Baltimore’s finest chefs feed you for an evening, and thousands for weeks.

May 07, 2012
6:00 pm - 9:00 pm

Event details

The auction

Tickets $150.00 each

CHEF JAMES WELFINGER/CHEF MITCH COOPER

Baltimore Marriott Inner Harbor at Camden Yards
410-962-0202

A recipe from CHEF JAMES WELFINGER/CHEF MITCH COOPER…

GRILLED VENISON CHOPS WITH WILD MUSHROOM RISOTTO AND DRIED CHERRY CONSERVE

6 ounces of venison loin
3 ounces of wild mushroom risotto
3 ounces of grilled asparagus
2 ounces of dried cherry conserve
salt & pepper blend as needed
chopped parsley as needed
Bread display

1. Season the venison chops and grill to desired temperature.
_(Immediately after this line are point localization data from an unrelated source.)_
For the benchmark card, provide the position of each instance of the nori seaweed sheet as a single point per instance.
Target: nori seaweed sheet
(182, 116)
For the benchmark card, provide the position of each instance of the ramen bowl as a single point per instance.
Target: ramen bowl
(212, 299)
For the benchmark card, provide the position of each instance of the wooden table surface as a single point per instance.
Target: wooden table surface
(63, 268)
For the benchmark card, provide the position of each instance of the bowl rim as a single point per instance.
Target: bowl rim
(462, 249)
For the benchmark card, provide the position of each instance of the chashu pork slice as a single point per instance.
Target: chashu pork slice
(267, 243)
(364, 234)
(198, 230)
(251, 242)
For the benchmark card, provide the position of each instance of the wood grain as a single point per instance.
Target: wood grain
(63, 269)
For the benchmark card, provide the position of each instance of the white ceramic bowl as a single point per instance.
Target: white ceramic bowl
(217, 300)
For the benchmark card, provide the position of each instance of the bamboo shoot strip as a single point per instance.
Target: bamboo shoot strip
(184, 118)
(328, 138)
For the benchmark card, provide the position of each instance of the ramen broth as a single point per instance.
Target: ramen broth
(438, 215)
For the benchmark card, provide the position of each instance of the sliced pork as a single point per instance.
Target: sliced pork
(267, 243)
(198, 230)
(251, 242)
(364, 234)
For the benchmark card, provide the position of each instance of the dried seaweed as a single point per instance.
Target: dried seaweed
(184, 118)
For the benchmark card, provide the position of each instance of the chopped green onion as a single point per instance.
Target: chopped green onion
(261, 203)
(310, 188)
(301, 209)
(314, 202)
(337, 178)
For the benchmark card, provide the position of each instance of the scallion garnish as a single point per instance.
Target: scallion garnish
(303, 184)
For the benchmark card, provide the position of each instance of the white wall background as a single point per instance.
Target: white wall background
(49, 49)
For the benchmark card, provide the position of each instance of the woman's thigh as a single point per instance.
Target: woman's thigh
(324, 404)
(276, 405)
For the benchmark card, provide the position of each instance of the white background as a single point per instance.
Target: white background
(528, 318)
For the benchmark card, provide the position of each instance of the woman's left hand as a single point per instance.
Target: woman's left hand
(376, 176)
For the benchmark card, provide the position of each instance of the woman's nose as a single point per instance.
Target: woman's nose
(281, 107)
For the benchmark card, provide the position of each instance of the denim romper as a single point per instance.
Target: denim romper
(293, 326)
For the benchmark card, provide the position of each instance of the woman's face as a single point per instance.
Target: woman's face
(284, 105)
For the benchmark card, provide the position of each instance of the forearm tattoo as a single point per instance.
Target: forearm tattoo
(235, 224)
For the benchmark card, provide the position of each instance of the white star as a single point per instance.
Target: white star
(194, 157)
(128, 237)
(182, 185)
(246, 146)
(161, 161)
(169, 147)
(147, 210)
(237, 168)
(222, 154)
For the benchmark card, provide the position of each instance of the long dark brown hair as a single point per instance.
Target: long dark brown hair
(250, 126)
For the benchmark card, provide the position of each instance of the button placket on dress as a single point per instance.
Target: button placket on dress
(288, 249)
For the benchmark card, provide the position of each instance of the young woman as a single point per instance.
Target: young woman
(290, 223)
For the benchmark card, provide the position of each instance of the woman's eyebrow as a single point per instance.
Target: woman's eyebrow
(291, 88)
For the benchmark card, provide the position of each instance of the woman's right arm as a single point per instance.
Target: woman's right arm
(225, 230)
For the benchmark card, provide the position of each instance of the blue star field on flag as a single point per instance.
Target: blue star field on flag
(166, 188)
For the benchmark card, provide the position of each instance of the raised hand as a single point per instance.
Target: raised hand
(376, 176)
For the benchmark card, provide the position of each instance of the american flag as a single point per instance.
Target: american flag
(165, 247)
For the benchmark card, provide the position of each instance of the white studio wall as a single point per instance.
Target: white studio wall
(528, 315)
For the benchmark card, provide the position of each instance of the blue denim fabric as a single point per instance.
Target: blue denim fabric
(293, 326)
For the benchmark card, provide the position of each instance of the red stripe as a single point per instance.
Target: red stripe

Medium rare is preferred.

2. Heat the mushroom risotto up and place in the center of the plate.

3. Lean the venison chops on the risotto and drizzle with the cherry conserve.

4. Lay the grilled asparagus on the bones of the venison.

5. Serves 1.

WILD MUSHROOM RISOTTO

2 ounces of clarified butter
2 pounds of arborio rice
2 tablespoons of minced garlic clove
1/4 pound of shiitake mushrooms
1/4 pound of button mushrooms
1/4 pound of crimini mushrooms
1/4 pound of portabello mushrooms
1/2 ounces of 1/4" dice onion
1/4 pound of mushroom base
water as needed
salt & pepper blend; as needed

1. Mix the water and mushroom base and set aside.

2. Sauté the onions, mushrooms, and garlic in clarified butter until soft and then add the arborio.

3. Coat the rice with the butter in the pot and allow to toast (approximately 2 minutes).

4. Add the mushroom stock and allow the rice absorb it; stirring occasionally.

5. Repeat Step 4 until the rice is al dente. Remove from cooking area and lie out on sheet pans and refrigerate until cool.

6. Consolidate into a plastic bucket, label, date and refrigerate.

DRIED CHERRY CONSERVE

3 pounds of dried cherries
32 ounces of port wine
1 sprig of rosemary
3 tablespoons of cornstarch
water; as needed

1. Plump the cherries in water and reduce until almost dry.

2. Add the sprig of rosemary and the port wine and reduce 2/3 of the way.

3. Thicken with a slurry to a syrupy consistency, if necessary.